GWAR

A Farewell to Dave Brockie

I had a different Final Word written for AwesomeTalk season 2, episode 7 (well, halfway written… like half a page… like three sentences), but then this happened. I woke up around 4 in the morning on Monday, looked at my phone to see what time it was, and saw rumors circulating all over my social media. I spent the next two hours constantly refreshing, hoping that it wasn’t true. Sadly, it was.

A Farewell to Dave Brockie

In eighth grade homeroom, a kid named Alex handed me a tape. On the back, crudely written in pencil, were a list of songs titles: Penis I See, Have You Seen Me?, The Salaminizer, and Saddam A-Go-Go to name a few. This was a GWAR mixtape, and with it came the following verbal instructions – stop listening to your pussy grunge bullshit and listen to GWAR.

I took half of his advice. And like most things you discover at an age when time and boredom are endless, I became a scholar of everything GWAR. The characters, the mythology, the direct-to-video movies that were at once the cheapest looking and also the most original things I had ever seen. I learned that if you inject crack into a dinosaur egg, the hatchling will grow to the size of a skyscraper, and you’re going to need gigantic swords and warhammers to stop it from destroying the world that YOU were sent to destroy.

dave-brockie-oderus-birthday-cakeAs an adult I look back at what drew me to GWAR besides the gore and the metal and the endless decapitations. They were underdogs. They were art school dropouts that created a world in which their characters, as godlike and powerful as they were, were always foiled by their own shortcomings. They dressed as barbarians from another planet, and no matter how hard they tried to escape it, they found themselves endlessly stuck on Earth.

Now I don’t want to be all, “OH GOD GWAR CHANGED MY LIFE” but in a sense they did. Kind of like how people love super heroes because they’re outsiders dealing with a world that doesn’t understand them, that was GWAR for me. On the surface, they were carting a bunch of foam rubber celebrities and politicians on stage and hacking them to bits, but if you dig a little deeper, there was an honest-to-god sense of right and wrong.
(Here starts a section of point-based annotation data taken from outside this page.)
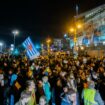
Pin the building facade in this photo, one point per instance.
(93, 31)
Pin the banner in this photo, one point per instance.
(31, 51)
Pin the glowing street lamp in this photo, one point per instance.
(74, 30)
(48, 41)
(1, 45)
(15, 33)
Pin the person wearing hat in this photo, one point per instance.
(68, 97)
(91, 96)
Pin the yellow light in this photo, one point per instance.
(79, 26)
(82, 48)
(72, 30)
(48, 41)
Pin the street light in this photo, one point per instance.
(1, 44)
(15, 32)
(48, 41)
(74, 30)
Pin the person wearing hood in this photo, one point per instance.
(91, 96)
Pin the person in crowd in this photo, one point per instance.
(91, 96)
(46, 88)
(43, 100)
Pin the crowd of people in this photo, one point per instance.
(52, 80)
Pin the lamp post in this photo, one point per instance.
(1, 44)
(74, 30)
(48, 45)
(15, 32)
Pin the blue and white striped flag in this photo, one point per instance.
(31, 51)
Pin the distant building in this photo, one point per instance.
(58, 44)
(93, 31)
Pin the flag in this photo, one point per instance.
(31, 51)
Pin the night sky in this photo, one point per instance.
(39, 18)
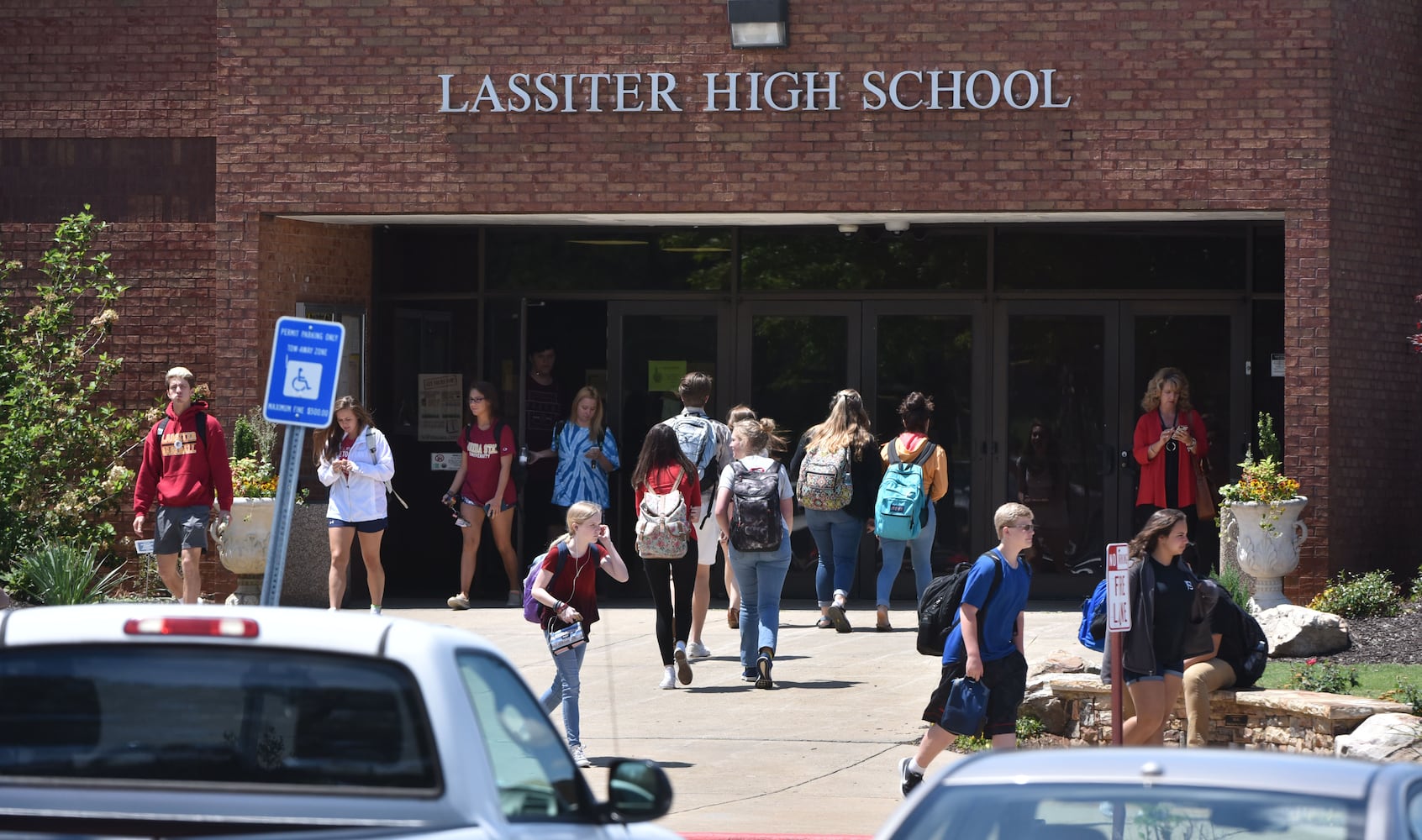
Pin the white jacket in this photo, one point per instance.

It also helped that they had lyrics like “If you’re really lucky I’ll vomit on thee, shit in your stump and then bathe you in pee.”

Unfortunately, I’m referring to GWAR in the past tense. Their lead singer and lifelong member Dave Brockie was found dead on Sunday afternoon at the age of 50. Old members have come and gone, and since they all wear costumes they’d either slip a new person in or create a new character. But Dave’s armored, fish-phalluced killing machine Oderus Urungus will be impossible to replace. You could tell from his appearances both in and out of the costume that GWAR was his disgusting, boil-covered, puking baby.

So I’ll  miss going to GWAR shows. I’ll miss the blood and spew covered selfies that I’d take when I got home, from a time before selfies were a thing. I’ll miss buying a physical GWAR CD only for the lyric sheet, and trying to decipher what a “suck a dick a lick a log” really meant. And I’ll miss Dave. I never met the guy, but we were all lucky enough to see the world through the eyes of his one-of-a-kind, demented, and hilarious creation, and that’s what I’ll miss more than anything.